Procura de poesía

 

No hagas versos sobre acontecimientos.
No hay creación ni muerte frente a la poesía.
Ante ella la vida es un sol estático:
no calienta ni ilumina.
Las afinidades, los aniversarios, los incidentes personales
no cuentan.
No hagas poesía con el cuerpo:
ese excelente, completo y confortable cuerpo tan indefenso
a la efusión lírica.
Tu gota de bilis, tu máscara de gozo o de dolor en lo oscuro
son indiferentes.
No me reveles tus sentimientos
que se aprovechan de lo equívoco e inducen al largo viaje.
Lo que piensas y sientes, eso todavía no es poesía.
No cantes tu ciudad, déjala en paz.
El canto no es el movimiento de las máquinas ni es el
secreto de las casas.
No es música oída de paso; rumor del mar en las calles
junto a la línea de espuma.
El canto no es la naturaleza
ni los hombres en sociedad.
Para él, lluvia y noche, fatiga y esperanza nada significan.
La poesía (no saques poesía de las cosas)
elude sujeto y objeto.

No dramatices, no invoques,
no indagues.

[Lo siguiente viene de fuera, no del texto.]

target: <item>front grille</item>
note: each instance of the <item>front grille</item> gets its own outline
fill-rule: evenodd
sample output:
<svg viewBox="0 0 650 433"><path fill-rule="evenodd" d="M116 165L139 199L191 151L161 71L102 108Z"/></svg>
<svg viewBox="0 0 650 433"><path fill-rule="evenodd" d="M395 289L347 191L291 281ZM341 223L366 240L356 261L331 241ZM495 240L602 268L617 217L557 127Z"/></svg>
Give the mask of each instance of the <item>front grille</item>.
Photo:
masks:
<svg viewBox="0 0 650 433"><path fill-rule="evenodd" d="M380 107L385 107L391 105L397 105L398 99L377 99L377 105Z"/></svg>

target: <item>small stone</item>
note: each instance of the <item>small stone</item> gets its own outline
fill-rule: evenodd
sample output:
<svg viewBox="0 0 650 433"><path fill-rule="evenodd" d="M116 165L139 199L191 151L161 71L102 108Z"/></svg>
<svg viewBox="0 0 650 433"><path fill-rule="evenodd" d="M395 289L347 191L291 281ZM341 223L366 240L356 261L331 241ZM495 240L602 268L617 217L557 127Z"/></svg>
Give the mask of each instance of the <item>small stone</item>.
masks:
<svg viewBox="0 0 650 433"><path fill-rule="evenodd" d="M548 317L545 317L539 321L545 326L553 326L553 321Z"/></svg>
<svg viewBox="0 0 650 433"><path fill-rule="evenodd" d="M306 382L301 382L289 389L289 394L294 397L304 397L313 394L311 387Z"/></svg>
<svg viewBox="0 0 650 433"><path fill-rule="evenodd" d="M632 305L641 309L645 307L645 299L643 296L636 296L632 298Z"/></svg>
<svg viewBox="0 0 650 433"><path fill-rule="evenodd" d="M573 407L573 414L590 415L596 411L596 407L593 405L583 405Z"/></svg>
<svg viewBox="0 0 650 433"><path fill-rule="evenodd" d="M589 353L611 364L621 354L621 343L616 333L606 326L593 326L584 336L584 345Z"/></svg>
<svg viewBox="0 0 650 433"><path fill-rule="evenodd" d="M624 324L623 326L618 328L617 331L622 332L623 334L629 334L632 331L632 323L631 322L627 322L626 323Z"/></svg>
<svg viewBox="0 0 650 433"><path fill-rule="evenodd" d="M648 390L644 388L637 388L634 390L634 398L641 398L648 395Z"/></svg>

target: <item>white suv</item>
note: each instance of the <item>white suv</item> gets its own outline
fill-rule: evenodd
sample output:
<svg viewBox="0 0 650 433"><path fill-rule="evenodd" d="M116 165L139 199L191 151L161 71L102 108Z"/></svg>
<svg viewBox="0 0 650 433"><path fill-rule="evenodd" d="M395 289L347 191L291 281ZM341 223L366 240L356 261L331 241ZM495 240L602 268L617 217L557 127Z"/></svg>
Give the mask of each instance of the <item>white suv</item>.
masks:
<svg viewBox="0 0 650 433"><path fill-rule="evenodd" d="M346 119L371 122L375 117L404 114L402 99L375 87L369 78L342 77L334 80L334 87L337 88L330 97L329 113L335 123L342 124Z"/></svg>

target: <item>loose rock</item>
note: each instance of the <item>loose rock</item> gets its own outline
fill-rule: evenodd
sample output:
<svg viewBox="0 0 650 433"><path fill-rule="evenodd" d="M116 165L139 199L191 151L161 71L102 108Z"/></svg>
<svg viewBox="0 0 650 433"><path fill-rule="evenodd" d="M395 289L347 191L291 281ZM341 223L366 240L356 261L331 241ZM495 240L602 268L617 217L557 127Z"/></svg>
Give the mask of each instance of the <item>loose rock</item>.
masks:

No pierdas tiempo en mentir.
No te aborrezcas.
Tu yate de marfil, tu zapato de diamante,
vuestras mazurcas y supersticiones, esqueletos de familia
desaparecen en la curva del tiempo: es algo fútil.
No reconstruyas
tu sepulta y melancólica infancia.
No osciles entre el espejo y la
memoria en desaparición.
Se disipó: no era poesía.
Se partió: cristal no era.

Penetra sordamente en el reino de las palabras.
Allí están los poemas que esperan ser escritos.
Están paralizados, pero no hay desesperación,
hay calma y frescura en su superficie intacta.
Helos solos y mudos, en estado de diccionario.
Convive con tus poemas antes de escribirlos.
Ten paciencia, si oscuros. Calma, si te provocan.
Espera que cada uno se realice y consuma
con su poder de palabra
y su poder de silencio.
No fuerces al poema a desprenderse del limbo.
No recojas del suelo el poema que se perdió.
No adules al poema. Acéptalo,
como él aceptará su forma definitiva y concentrada
en el espacio.

Inclínate y contempla las palabras.
Cada una
tiene mil fases secretas bajo la faz neutra,
y te pregunta, sin interés por la respuesta
pobre o terrible que le des:
¿Trajiste la llave?

Observa:
Yermas de melodía y sentido
ellas se refugian en la noche, las palabras.
Todavía húmedas e impregnadas de sueño,
fluyen en un río difícil y se transforman en desprecio.